Chereads / EDEN - Kisah Dunia Fana (Original) / Chapter 61 - Gadis Amarah

Chapter 61 - Gadis Amarah

Gadis itu berusaha menahan tinjunya ketika ia diusir oleh kedua orang tuanya dari rumahnya sendiri, dan di sore hari yang sendu itu, Aqil yang melihatnya dari kejauhan pun cuma bisa diam.

Kejam sekali kalau dipikir-pikir.

Suasana senja yang tadinya damai dan tenang, kini menjadi terasa tak menyenangkan berkat kejadian itu.

Namun, kedua orang tua gadis itu masih melemparkan sumpah serapah pada putri mereka sendiri, dan sang ayah yang tampak sangat murka entah karena tak berhenti meraung layaknya orang kesetanan.

Gadis muda itu tetap diam di depan pintu sambil menundukkan kepalanya dalam-dalam, dan ia cuma bisa mematung menerima semua perlakuan kasar dari orang tuanya tanpa mampu berbuat apa-apa.

Sungguh, pemandangan semacam ini selalu membuat Aqil teringat kembali dengan kejadian menyakitkan yang pernah menimpanya di masa lalu.

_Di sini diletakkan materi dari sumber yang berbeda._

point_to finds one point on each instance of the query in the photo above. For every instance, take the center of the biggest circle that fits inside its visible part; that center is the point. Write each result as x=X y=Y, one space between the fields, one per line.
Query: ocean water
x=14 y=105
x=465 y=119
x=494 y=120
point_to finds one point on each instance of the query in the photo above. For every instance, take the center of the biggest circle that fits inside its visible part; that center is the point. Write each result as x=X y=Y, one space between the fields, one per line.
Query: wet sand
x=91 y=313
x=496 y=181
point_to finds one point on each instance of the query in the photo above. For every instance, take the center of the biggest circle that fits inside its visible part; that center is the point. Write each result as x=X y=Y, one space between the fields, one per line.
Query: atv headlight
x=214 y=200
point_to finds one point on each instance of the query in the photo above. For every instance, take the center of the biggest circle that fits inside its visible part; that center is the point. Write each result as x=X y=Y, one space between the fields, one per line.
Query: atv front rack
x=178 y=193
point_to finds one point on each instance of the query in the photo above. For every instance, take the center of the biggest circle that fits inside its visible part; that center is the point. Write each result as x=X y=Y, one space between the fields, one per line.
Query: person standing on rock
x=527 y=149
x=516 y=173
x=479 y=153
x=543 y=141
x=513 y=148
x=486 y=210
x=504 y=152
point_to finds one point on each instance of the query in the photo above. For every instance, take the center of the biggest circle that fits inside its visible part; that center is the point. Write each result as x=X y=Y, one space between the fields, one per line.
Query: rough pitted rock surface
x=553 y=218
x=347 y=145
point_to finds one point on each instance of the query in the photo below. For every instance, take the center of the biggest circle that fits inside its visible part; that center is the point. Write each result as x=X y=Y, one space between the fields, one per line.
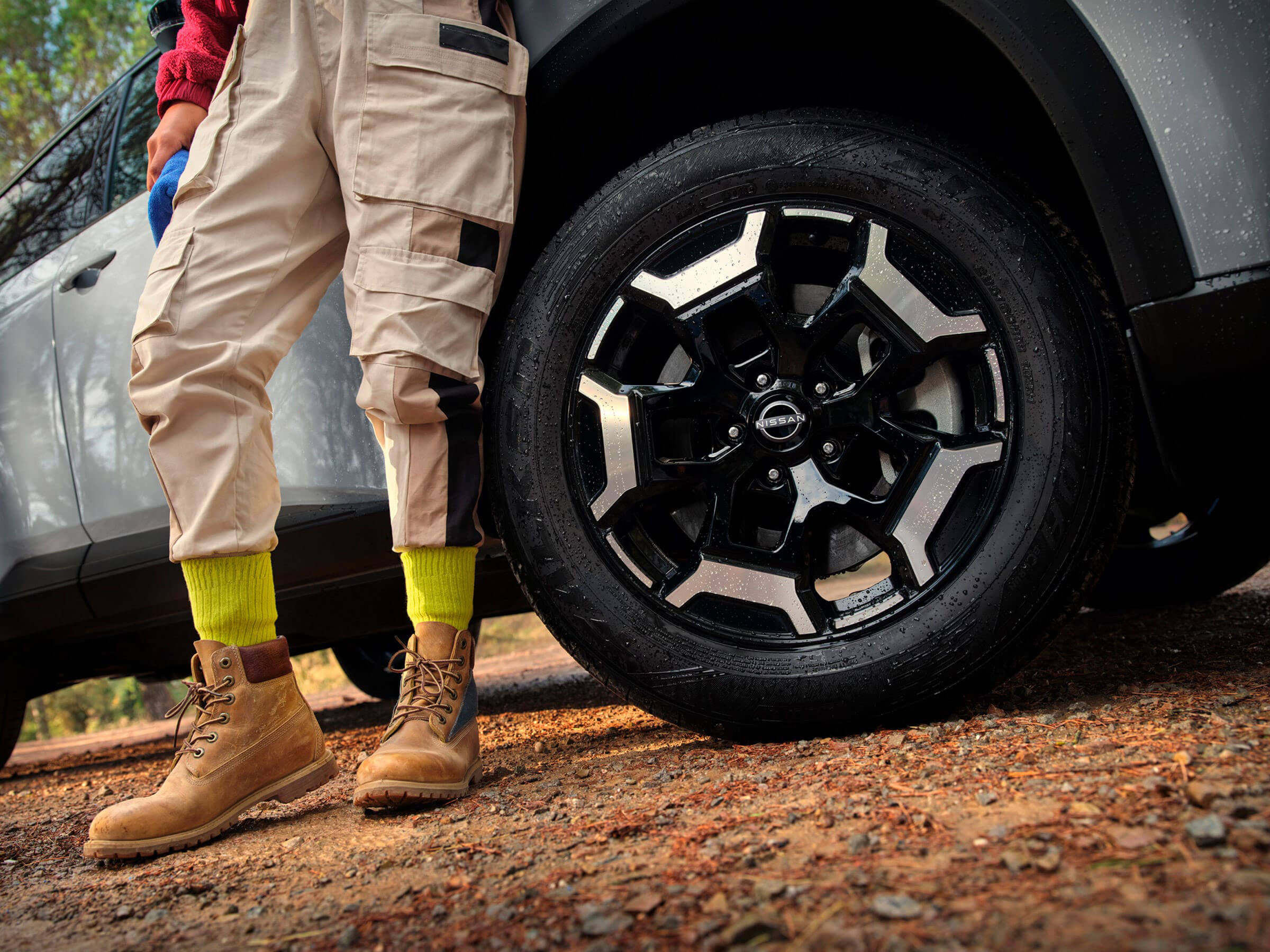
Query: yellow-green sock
x=233 y=598
x=439 y=584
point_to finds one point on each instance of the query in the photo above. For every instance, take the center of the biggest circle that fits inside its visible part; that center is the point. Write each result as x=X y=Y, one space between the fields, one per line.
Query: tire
x=365 y=662
x=13 y=709
x=1222 y=545
x=722 y=627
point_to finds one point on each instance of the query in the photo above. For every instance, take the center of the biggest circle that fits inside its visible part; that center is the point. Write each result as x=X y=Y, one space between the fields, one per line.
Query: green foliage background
x=55 y=56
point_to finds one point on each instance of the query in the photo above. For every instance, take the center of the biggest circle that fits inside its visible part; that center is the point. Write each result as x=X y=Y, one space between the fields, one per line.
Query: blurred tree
x=55 y=56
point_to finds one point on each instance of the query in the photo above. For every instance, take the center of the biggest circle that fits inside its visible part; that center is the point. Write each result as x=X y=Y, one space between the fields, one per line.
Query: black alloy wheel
x=803 y=423
x=769 y=401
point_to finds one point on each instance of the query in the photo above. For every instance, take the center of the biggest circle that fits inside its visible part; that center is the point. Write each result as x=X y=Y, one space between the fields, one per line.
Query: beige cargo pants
x=378 y=138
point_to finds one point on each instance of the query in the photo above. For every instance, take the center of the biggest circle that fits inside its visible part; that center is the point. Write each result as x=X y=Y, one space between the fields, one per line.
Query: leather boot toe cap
x=410 y=766
x=137 y=820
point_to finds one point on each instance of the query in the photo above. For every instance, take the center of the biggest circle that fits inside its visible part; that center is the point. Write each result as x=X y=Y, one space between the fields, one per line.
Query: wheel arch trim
x=1045 y=41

Aqil memandangi tangan kanannya dengan tatapan kosong. Hanya empat jari saja yang ada, sementara jari kelingkingnya sudah lenyap, mengingat itu sudah dipotong dulu sekali oleh ibunya.

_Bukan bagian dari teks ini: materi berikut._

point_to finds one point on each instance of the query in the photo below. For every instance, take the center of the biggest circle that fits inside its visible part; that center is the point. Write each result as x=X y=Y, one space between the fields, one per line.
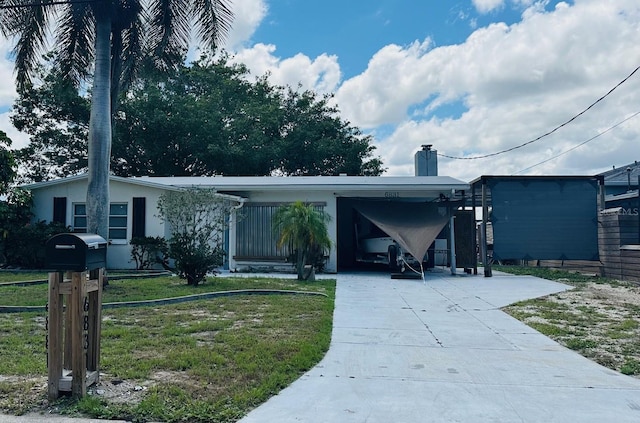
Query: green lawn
x=150 y=288
x=208 y=360
x=599 y=318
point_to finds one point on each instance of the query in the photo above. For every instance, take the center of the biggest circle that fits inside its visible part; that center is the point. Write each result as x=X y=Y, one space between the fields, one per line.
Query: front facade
x=249 y=242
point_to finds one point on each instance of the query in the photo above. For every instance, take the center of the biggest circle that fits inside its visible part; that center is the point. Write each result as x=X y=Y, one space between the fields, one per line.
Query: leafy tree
x=110 y=38
x=197 y=219
x=7 y=164
x=207 y=119
x=57 y=119
x=303 y=228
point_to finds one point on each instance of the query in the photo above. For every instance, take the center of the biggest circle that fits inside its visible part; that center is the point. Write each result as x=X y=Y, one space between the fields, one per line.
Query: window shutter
x=138 y=223
x=60 y=210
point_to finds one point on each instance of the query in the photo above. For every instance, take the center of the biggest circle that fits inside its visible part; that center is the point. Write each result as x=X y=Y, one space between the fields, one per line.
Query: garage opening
x=379 y=234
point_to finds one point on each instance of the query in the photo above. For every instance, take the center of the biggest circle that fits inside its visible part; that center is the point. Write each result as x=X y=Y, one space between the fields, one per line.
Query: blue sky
x=471 y=77
x=356 y=30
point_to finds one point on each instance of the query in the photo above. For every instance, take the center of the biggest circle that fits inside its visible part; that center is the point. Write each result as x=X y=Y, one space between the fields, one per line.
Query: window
x=255 y=238
x=117 y=219
x=79 y=218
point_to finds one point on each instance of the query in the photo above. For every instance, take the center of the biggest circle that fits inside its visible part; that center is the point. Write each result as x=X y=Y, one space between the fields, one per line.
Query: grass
x=207 y=360
x=147 y=289
x=599 y=318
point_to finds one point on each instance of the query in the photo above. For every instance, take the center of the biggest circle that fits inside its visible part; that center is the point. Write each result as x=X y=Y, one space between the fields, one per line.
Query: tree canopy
x=203 y=119
x=109 y=40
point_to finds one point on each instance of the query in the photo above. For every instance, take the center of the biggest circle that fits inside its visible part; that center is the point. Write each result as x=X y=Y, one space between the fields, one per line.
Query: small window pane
x=118 y=222
x=117 y=234
x=118 y=210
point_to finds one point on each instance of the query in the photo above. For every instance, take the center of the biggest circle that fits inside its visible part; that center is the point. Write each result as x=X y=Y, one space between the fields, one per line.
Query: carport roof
x=338 y=183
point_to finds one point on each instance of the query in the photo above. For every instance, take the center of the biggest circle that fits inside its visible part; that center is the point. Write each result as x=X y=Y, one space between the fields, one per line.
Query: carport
x=414 y=211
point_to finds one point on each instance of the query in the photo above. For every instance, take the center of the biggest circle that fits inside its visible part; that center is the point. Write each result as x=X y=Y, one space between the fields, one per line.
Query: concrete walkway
x=404 y=351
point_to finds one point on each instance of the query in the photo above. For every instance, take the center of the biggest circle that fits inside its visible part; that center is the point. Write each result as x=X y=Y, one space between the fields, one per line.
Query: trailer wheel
x=392 y=254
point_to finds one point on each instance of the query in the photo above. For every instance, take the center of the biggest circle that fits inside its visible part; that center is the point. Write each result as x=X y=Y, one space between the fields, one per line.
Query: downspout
x=232 y=220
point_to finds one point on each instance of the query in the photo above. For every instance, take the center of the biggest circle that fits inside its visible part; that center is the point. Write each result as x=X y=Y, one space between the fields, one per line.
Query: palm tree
x=304 y=229
x=111 y=39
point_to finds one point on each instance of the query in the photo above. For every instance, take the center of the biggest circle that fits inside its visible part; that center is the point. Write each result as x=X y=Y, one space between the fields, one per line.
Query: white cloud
x=7 y=88
x=18 y=139
x=516 y=82
x=485 y=6
x=321 y=74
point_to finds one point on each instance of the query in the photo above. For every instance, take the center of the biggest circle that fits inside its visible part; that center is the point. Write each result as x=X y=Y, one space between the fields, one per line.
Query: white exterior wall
x=118 y=251
x=290 y=197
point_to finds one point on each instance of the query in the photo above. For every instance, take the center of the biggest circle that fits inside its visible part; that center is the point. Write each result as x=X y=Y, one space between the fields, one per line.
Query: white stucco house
x=249 y=241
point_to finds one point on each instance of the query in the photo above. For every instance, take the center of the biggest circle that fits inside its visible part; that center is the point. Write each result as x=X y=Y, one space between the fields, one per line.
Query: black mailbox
x=76 y=252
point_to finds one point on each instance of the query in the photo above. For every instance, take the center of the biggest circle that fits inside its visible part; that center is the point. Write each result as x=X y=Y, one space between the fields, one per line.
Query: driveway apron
x=442 y=351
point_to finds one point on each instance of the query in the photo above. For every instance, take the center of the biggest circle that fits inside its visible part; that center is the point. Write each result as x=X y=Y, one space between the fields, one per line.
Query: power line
x=581 y=144
x=45 y=3
x=548 y=133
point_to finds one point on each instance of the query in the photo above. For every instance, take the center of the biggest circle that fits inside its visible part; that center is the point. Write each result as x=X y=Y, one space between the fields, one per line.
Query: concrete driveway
x=405 y=351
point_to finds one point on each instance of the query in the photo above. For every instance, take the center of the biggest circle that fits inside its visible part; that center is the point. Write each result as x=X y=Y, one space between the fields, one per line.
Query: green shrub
x=194 y=259
x=147 y=251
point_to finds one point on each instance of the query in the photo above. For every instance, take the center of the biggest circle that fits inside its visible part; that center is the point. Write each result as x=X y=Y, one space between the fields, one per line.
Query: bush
x=194 y=259
x=147 y=251
x=197 y=218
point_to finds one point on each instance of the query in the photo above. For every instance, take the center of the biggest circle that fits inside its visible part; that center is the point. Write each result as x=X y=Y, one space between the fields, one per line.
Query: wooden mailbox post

Meski begitu, Aqil kadang-kadang masih bisa merasakan rasa perih tak tertahankan yang dirasakannya waktu itu.

Rasa mengerikan itu biasanya datang begitu saja tanpa alasan yang jelas, lalu hilang dalam sekejap tak ayalnya embusan angin.

Bocah itu sama sekali tak tahu apakah hal yang dirasakannya nyata atau tidak, karena itu benar-benar terasa jelas di tangannya.

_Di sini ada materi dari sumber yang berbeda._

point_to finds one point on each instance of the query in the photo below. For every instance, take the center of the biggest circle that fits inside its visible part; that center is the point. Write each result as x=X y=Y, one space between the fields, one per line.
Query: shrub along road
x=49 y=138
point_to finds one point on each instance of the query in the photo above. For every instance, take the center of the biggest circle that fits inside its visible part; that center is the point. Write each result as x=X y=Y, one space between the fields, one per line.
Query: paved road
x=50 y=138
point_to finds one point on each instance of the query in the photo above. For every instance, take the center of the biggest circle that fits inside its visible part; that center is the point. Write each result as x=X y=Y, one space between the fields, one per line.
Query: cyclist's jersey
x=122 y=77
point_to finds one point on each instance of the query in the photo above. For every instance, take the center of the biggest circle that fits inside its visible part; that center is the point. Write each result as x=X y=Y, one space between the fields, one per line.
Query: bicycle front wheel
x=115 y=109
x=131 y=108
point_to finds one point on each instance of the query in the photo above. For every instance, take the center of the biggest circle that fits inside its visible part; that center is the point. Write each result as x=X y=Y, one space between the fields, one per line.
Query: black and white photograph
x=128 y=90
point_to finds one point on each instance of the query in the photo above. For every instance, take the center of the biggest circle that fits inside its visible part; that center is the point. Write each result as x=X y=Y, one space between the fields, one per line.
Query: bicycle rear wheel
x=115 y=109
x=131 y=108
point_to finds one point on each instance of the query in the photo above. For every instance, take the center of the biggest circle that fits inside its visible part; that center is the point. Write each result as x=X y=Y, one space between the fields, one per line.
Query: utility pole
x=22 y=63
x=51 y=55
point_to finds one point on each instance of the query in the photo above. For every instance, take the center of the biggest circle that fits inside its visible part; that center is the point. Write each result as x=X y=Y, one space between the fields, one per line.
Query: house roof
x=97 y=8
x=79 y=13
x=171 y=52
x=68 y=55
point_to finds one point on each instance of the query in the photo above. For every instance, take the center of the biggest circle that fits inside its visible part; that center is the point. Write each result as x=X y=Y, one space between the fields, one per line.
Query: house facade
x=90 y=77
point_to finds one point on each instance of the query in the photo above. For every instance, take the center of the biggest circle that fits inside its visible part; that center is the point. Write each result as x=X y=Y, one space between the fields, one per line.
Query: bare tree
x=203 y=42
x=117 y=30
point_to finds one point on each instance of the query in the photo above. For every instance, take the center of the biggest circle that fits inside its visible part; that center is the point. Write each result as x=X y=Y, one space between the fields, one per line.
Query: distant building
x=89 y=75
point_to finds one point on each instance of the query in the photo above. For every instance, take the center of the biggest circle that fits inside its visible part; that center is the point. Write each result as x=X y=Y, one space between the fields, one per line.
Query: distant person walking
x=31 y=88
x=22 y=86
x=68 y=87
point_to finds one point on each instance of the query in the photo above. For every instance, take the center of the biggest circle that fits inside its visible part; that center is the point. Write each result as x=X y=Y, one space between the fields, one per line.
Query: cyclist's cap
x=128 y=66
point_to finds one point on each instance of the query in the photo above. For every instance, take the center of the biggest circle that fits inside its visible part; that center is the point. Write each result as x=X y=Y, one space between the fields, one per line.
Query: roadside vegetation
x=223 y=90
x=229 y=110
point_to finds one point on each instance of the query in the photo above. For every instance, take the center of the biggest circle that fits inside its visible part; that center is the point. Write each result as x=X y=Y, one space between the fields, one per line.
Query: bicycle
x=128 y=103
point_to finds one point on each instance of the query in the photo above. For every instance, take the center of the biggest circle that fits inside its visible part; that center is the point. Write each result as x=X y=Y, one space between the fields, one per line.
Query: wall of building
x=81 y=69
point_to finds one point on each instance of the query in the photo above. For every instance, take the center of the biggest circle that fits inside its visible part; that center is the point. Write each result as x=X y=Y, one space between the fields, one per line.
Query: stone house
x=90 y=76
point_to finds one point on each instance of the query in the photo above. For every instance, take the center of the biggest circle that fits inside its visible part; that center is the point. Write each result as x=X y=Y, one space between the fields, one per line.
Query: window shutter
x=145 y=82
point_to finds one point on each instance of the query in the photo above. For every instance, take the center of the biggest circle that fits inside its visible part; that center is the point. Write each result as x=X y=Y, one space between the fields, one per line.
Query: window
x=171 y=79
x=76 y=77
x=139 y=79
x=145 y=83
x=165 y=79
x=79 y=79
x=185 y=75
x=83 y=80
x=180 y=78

"Aneh banget deh..." Aqil kembali mengalihkan pandangannya pada rumah yang tak jauh disana.

Diiringi keheningan yang terasa suram, sang ayah akhirnya menutup pintu dengan membantingnya keras-keras, sementara gadis itu masih diam di sana.

Dengan ragu-ragu, Aqil berjalan menghampiri gadis itu, dan setelah dilihat dari dekat, usianya tampaknya masih berada di awal dua puluhan.

"Apa yang terjadi, Kak?" Aqil bertanya pelan-pelan dari luar teras.

"A-Ah!" Gadis itu tampak sangat terkejut saat melihat Aqil. Dia buru-buru mengambil kopernya yang tadi dilempar oleh ibunya, lalu melangkahkan kakinya keluar dari teras rumahnya. "Cuma masalah sepeleh kok, Dik." Jawabnya sambil tersenyum kecil.

"Sepeleh apanya, Kak? Orang Kakak aja sampai diusir begini..." Aqil melirik memandang pintu rumah yang kini sudah tertutup rapat.

"Ah... Hehehe..." Gadis itu memasang wajah masam. "Tapi emang beneran sepeleh kok. Ini udah yang ke empat kalinya malah." Ungkapnya sembari berjalan menuju ke pinggir sawah, dan Aqil mengikuti dari belakang.

"Oh... Bagus deh kalau begitu." Balas Aqil.

"Lah, kok bagus sih?" Gadis itu syok.

Ya, jelas saja kalau gadis itu berbohong. Meskipun ada senyuman yang terbentuk di bibirnya, dan sikapnya juga tampak santai, tapi di matanya terlihat ada kesedihan yang sudah hampir tak bisa dibendung lagi.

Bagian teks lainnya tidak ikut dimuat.